Noting that the peel of an orange is more than 60% polysaccharides, her hypothesis questioned its use as an effective building block for an SAP. After some fiddling with polymerization techniques, and the inclusion of another peel/skin (avocado), she created what is probably an edible SAP, that tested remarkably well when compared with synthetic varieties currently on the market.
By using a waste material as her raw material, she immediately keeps her costs low – trash is a relatively inexpensive material. Secondly, she’s potentially removing a volume of material from the Waste Stream: while in the US, the waste from juice extraction is completely reused, I don’t know what the situation is in South Africa. It could be argued, however, that putting this waste to use in the creation of SAPs is more valuable there than putting it into feedstocks.
Remember when we thought that the Ecosphere was such a cool thing? A completely sealed system that produced its own food and oxygen and used its waste as fuel and food?

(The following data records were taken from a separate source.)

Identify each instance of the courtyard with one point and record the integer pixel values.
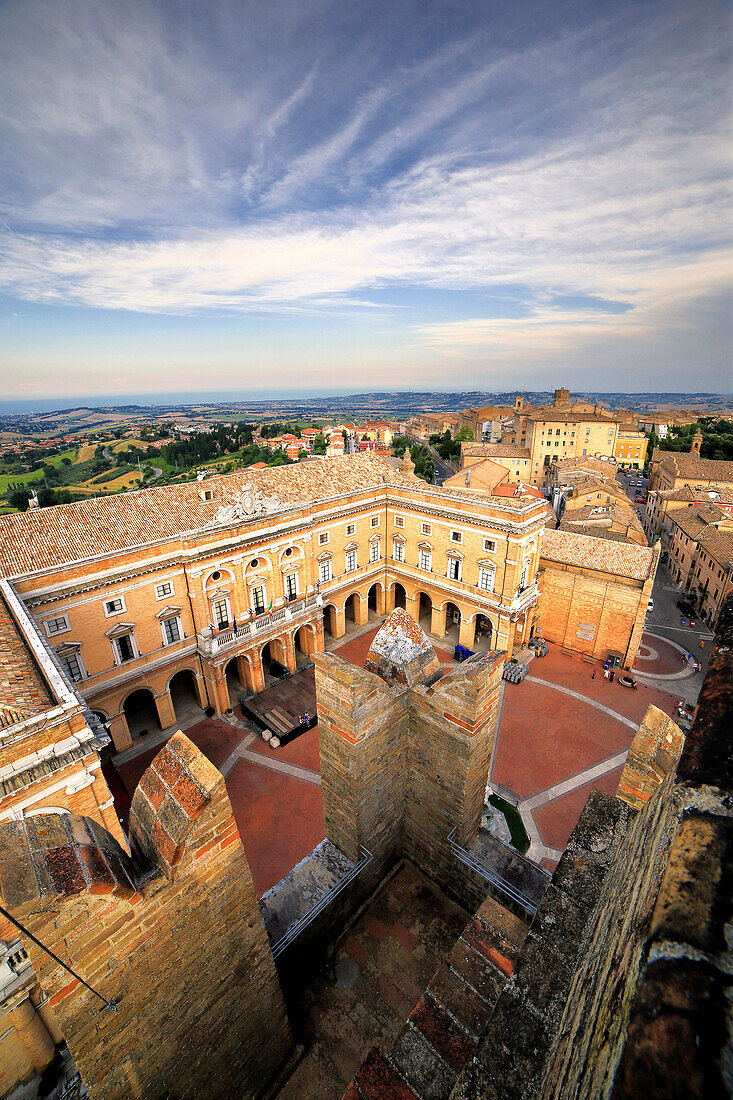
(561, 734)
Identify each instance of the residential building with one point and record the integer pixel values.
(515, 460)
(186, 595)
(630, 449)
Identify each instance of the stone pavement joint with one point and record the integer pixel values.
(584, 699)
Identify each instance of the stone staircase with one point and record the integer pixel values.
(444, 1030)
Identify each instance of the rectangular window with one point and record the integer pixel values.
(485, 579)
(72, 667)
(56, 625)
(172, 630)
(126, 650)
(221, 613)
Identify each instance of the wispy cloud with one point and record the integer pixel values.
(165, 166)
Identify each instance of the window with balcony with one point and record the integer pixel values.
(487, 579)
(56, 625)
(455, 569)
(221, 613)
(258, 598)
(172, 630)
(124, 648)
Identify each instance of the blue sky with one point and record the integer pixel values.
(363, 196)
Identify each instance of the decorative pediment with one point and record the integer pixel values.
(248, 504)
(120, 629)
(168, 613)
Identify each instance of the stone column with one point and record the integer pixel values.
(467, 631)
(33, 1034)
(120, 732)
(438, 623)
(166, 714)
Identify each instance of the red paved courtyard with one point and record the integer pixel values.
(547, 737)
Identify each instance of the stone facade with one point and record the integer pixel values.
(237, 578)
(594, 596)
(173, 936)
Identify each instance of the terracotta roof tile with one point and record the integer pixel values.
(624, 559)
(46, 537)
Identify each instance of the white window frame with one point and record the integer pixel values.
(294, 574)
(487, 578)
(116, 648)
(176, 619)
(458, 564)
(56, 618)
(75, 653)
(217, 600)
(119, 611)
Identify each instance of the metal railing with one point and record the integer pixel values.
(295, 930)
(498, 880)
(262, 624)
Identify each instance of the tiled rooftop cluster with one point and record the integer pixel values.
(170, 799)
(61, 854)
(46, 537)
(444, 1030)
(622, 559)
(23, 691)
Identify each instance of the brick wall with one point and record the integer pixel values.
(173, 935)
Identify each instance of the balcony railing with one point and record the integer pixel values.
(269, 623)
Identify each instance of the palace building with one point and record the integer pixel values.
(164, 598)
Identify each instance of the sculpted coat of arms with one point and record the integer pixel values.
(248, 504)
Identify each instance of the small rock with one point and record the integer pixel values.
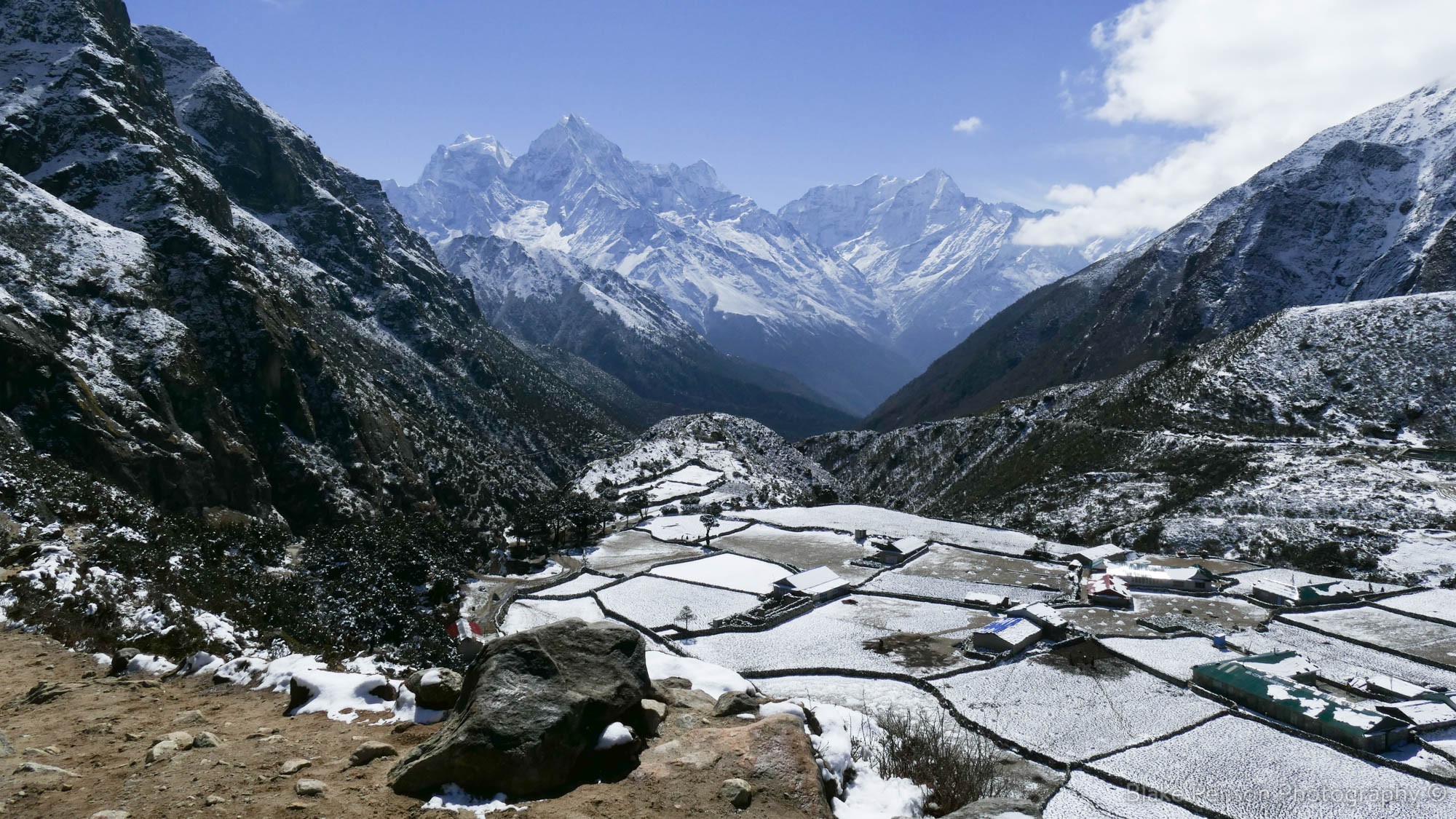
(436, 688)
(122, 659)
(371, 751)
(181, 737)
(161, 751)
(737, 791)
(653, 716)
(735, 703)
(43, 769)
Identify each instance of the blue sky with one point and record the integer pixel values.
(778, 97)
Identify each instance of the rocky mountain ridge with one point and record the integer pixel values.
(1362, 210)
(739, 274)
(212, 314)
(943, 260)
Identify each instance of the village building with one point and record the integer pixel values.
(1109, 590)
(1043, 615)
(1094, 554)
(895, 553)
(1007, 634)
(1256, 684)
(1422, 714)
(1390, 687)
(988, 599)
(1304, 593)
(1144, 574)
(818, 583)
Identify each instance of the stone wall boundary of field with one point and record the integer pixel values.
(1415, 615)
(834, 531)
(928, 688)
(1368, 644)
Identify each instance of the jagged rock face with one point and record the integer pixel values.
(550, 301)
(253, 327)
(534, 705)
(943, 260)
(1362, 210)
(740, 276)
(1251, 442)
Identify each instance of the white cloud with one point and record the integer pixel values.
(1257, 78)
(968, 126)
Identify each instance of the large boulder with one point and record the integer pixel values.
(532, 711)
(436, 688)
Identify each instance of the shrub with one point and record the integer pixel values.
(956, 765)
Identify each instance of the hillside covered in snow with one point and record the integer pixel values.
(1362, 210)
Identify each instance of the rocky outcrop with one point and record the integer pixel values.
(202, 308)
(436, 688)
(771, 761)
(535, 704)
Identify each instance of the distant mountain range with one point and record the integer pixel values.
(851, 290)
(1362, 210)
(200, 308)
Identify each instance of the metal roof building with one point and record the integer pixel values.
(819, 583)
(1150, 576)
(1249, 682)
(1007, 634)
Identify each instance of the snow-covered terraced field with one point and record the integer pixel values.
(1428, 553)
(1246, 769)
(1249, 579)
(1174, 656)
(657, 601)
(579, 585)
(847, 518)
(630, 553)
(1439, 604)
(869, 695)
(529, 614)
(1085, 796)
(804, 550)
(729, 571)
(834, 636)
(1340, 659)
(1432, 641)
(953, 590)
(954, 563)
(1074, 711)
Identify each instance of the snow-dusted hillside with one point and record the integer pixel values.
(1285, 442)
(943, 260)
(555, 305)
(1362, 210)
(716, 458)
(209, 336)
(739, 274)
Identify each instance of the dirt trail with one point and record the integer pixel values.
(101, 732)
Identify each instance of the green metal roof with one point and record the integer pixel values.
(1286, 694)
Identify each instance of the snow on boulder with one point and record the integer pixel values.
(532, 711)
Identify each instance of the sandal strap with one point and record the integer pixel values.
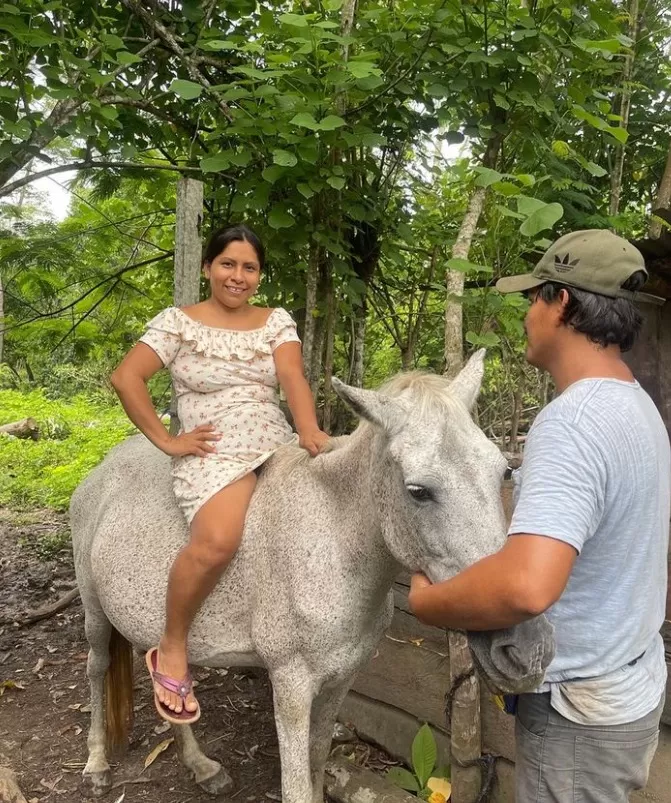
(181, 687)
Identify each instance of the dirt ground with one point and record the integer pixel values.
(44, 710)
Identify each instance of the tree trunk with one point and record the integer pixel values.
(663, 200)
(311, 285)
(358, 345)
(454, 283)
(625, 105)
(454, 280)
(328, 356)
(518, 398)
(2, 319)
(188, 256)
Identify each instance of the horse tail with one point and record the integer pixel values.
(118, 693)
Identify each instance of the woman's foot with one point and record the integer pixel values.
(173, 664)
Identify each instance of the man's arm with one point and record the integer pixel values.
(519, 582)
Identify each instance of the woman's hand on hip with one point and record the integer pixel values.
(196, 442)
(313, 441)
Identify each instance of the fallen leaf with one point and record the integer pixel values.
(10, 684)
(439, 786)
(156, 752)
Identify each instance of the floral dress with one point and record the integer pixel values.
(223, 377)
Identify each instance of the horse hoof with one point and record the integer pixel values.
(217, 784)
(99, 783)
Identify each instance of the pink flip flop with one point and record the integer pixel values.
(181, 687)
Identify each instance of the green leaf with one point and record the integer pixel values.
(542, 219)
(595, 169)
(487, 340)
(527, 206)
(126, 58)
(305, 120)
(506, 188)
(362, 69)
(464, 266)
(444, 771)
(111, 41)
(284, 158)
(487, 177)
(424, 754)
(219, 44)
(186, 89)
(280, 218)
(213, 164)
(403, 779)
(297, 20)
(331, 122)
(272, 173)
(336, 182)
(620, 134)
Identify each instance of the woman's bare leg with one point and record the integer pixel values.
(216, 531)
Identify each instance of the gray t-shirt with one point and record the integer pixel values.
(597, 475)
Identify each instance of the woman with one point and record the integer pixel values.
(226, 358)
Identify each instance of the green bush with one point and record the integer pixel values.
(75, 435)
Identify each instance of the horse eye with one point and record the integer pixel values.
(420, 493)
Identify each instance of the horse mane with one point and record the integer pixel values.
(429, 396)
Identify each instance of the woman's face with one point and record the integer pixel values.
(234, 274)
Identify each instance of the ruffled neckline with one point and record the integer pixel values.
(223, 328)
(215, 341)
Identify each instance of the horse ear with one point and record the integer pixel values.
(369, 404)
(466, 384)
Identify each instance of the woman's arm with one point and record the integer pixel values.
(129, 381)
(289, 368)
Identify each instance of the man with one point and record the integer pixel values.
(588, 541)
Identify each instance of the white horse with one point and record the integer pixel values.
(416, 486)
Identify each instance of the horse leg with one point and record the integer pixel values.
(293, 692)
(210, 775)
(98, 630)
(324, 713)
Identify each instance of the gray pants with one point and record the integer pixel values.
(558, 761)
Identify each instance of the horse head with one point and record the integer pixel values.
(436, 484)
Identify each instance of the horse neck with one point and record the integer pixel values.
(350, 470)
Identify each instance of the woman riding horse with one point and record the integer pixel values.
(226, 357)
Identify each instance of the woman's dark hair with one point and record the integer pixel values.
(604, 320)
(222, 238)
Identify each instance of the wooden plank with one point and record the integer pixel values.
(465, 725)
(390, 727)
(188, 257)
(188, 246)
(410, 677)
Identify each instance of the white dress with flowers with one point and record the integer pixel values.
(223, 377)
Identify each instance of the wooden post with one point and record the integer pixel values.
(188, 256)
(465, 728)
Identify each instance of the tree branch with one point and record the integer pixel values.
(21, 182)
(136, 8)
(110, 278)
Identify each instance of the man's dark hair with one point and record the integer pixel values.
(604, 320)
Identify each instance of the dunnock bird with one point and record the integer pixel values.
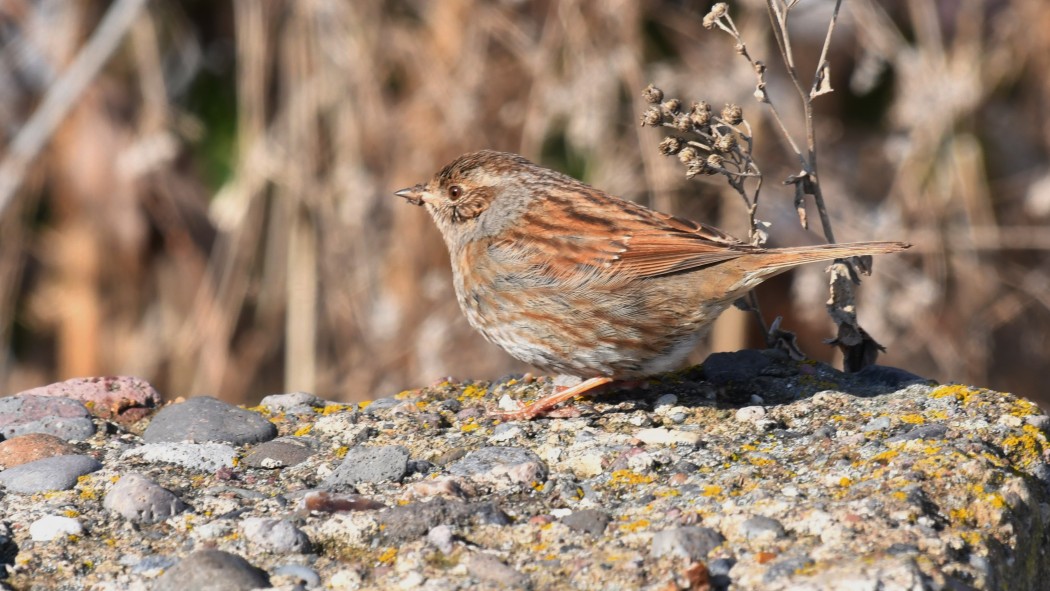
(571, 279)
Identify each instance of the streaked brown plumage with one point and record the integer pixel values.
(574, 280)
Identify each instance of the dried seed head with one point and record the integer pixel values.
(726, 143)
(671, 146)
(732, 114)
(697, 167)
(700, 113)
(652, 95)
(653, 117)
(688, 154)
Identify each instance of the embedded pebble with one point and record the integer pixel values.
(761, 528)
(500, 465)
(207, 419)
(589, 521)
(202, 457)
(292, 402)
(691, 542)
(212, 570)
(138, 499)
(275, 535)
(490, 569)
(54, 527)
(306, 576)
(370, 464)
(280, 452)
(750, 414)
(664, 436)
(121, 398)
(59, 472)
(60, 417)
(32, 447)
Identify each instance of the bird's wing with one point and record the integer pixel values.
(584, 231)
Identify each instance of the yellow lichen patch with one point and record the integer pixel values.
(760, 462)
(474, 392)
(634, 526)
(625, 478)
(387, 556)
(333, 408)
(1026, 448)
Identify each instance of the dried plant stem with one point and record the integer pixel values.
(63, 96)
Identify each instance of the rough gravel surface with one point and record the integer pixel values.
(751, 471)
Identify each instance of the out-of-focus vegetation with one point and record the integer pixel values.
(214, 212)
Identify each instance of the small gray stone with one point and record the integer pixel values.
(307, 576)
(59, 472)
(279, 452)
(138, 499)
(370, 464)
(590, 521)
(295, 402)
(490, 569)
(405, 523)
(207, 419)
(495, 464)
(202, 457)
(212, 570)
(276, 535)
(61, 417)
(441, 537)
(760, 527)
(692, 543)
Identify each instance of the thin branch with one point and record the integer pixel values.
(63, 96)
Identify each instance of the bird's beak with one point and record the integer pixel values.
(413, 194)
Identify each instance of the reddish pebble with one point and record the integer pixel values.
(30, 447)
(123, 398)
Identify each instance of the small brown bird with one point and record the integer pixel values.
(571, 279)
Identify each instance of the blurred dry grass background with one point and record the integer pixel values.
(214, 213)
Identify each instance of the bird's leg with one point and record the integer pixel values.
(543, 405)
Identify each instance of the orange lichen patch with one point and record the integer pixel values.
(635, 525)
(628, 478)
(387, 556)
(1026, 448)
(963, 394)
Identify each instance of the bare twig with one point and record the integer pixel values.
(63, 96)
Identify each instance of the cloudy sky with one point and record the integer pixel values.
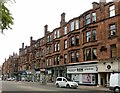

It was supposed to be a metaphor, not a corporate gift. We live in a thing called the Biosphere – same same, but bigger.
Managing resources is increasingly critical to the success of business – not to mention the health of the planet – and the more that we can look to turning our “trash” into useful products, the better.
Congratulations to Kiara for inspired thinking, and to the judges for recognizing the importance of her project.